Here’s the thing. I’m a psychologist wannabe, a voyeur of the human psyche, an emotional junkie. I suck up internal conflicts like a Hoover sucks up dust –emotions, feelings, and emotional baggage that characters drag around, providing their motives and affecting their actions. Writing a romance novel is a psychological jigsaw puzzle that feeds my craving for an emotional fix. I feel that I am living the best of both worlds, only without the responsibility of curing a patient or the guilt if I failed.

How do you see yourself in ten years?

Career-wise, I see myself as a New York Times best-selling author with several successful books under my belt, merrily belting out riveting workshops and memorable keynote speeches in front of worshipful audiences — as long as nobody objects to a presenter whose memory for author names and book titles is woefully foggy, and who forgets the details of a plot as soon as she puts the book down.

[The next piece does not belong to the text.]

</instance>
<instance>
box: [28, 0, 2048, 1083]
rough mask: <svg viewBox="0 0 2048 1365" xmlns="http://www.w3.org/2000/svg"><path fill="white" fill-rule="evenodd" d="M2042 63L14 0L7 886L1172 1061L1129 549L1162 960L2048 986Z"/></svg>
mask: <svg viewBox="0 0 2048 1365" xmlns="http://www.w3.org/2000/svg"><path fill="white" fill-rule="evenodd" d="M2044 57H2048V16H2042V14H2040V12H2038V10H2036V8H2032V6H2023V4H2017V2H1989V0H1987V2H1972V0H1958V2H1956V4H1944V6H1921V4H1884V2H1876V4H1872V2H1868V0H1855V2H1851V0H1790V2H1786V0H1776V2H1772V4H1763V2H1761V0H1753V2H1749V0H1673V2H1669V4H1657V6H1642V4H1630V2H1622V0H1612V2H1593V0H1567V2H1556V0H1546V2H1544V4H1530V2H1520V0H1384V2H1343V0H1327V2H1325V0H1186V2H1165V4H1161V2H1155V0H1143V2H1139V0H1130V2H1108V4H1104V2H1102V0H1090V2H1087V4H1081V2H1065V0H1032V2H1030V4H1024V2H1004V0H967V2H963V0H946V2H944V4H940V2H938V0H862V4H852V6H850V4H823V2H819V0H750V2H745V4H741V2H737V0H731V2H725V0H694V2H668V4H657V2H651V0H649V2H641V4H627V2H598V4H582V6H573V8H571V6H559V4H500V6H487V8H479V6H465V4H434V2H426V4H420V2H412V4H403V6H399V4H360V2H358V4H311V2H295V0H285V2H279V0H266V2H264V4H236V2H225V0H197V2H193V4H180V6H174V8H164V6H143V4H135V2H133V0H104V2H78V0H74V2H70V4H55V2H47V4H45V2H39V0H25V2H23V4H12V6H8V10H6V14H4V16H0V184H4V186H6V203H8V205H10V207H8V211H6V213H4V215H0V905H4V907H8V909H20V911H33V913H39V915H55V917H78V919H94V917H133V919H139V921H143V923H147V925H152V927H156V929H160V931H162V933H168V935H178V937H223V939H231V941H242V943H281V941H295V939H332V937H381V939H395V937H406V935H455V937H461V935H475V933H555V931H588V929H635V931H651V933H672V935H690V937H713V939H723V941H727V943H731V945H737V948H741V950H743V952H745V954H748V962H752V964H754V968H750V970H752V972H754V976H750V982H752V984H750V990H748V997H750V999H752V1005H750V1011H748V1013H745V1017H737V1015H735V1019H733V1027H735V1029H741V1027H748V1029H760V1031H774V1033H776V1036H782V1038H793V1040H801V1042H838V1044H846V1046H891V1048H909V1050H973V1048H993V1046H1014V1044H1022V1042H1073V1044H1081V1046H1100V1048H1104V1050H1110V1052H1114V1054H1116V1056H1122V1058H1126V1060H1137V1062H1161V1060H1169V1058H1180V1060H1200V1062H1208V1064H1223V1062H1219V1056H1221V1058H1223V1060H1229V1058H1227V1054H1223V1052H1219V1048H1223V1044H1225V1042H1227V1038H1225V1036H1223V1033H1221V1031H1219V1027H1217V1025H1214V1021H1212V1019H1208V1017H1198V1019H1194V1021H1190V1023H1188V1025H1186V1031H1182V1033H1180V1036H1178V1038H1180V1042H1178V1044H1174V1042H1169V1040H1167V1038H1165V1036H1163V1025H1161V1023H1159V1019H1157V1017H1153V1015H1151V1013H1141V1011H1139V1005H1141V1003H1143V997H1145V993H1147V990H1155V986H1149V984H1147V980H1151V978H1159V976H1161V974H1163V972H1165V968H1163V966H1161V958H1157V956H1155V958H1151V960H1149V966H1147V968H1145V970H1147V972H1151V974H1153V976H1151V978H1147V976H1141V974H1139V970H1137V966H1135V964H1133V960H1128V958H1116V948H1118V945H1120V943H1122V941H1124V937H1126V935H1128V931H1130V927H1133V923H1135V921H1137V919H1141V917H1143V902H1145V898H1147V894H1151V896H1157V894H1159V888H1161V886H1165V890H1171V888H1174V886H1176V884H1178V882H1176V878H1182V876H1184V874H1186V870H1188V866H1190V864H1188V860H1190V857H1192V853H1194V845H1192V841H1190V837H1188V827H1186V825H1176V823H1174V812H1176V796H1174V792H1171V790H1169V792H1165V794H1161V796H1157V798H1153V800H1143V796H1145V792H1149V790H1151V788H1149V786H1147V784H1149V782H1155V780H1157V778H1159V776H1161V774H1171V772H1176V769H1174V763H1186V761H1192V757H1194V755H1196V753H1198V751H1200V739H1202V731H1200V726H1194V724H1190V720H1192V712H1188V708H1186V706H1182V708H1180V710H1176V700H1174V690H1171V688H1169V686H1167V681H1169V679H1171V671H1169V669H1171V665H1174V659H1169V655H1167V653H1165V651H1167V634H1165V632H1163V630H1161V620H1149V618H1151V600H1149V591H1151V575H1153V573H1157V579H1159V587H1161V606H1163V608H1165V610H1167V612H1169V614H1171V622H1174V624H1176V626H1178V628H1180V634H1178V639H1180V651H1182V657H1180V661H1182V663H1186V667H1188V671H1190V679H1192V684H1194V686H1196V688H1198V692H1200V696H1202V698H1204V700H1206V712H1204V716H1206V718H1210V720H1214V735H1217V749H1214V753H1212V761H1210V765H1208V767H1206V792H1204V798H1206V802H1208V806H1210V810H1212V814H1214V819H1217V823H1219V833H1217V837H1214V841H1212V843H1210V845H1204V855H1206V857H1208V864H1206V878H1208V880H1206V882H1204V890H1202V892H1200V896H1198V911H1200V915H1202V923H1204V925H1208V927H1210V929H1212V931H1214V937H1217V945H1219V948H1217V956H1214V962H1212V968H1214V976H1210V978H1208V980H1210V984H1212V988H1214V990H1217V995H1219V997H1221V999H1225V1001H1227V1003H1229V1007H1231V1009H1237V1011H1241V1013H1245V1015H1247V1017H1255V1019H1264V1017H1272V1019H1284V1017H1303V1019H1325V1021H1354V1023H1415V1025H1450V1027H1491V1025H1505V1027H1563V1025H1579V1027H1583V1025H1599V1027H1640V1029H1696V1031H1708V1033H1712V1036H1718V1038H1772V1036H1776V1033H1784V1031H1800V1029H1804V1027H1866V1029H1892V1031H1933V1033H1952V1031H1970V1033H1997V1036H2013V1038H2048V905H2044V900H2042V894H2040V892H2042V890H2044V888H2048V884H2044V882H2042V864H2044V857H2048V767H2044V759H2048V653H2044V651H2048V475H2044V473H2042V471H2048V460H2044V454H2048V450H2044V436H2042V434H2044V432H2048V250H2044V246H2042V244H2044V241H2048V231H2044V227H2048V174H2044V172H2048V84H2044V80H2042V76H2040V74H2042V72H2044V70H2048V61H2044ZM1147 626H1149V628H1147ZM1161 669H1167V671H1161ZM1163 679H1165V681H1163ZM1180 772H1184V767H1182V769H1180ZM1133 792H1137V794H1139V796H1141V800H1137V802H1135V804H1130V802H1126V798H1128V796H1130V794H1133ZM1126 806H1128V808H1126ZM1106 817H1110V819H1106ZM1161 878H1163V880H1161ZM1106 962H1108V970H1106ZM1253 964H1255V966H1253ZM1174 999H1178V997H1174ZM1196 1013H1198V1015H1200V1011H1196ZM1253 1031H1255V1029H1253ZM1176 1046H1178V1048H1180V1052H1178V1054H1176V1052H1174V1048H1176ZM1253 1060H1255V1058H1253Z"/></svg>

Any final words for writers who dream of being published one day?

· Join a critique group.

· Don’t give up because of rejections or stinging critiques. Keep on writing.

· Mistakes are inevitable. Every writer makes them. Learn from your mistakes and keep on writing.

· Send that manuscript out. I was amazed at the number of authors who won’t submit their manuscript to an agent, editor, or contest because they fear criticism. And keep on writing.

· Pitch your book at every opportunity. Practice first on a fellow writer.

· Keep learning. Hone your craft. Attend workshops, take classes (there are lots of great online courses), read how-to books.

· Eat chocolate.

· Persistence, persistence, persistence. Did I mention keep on writing?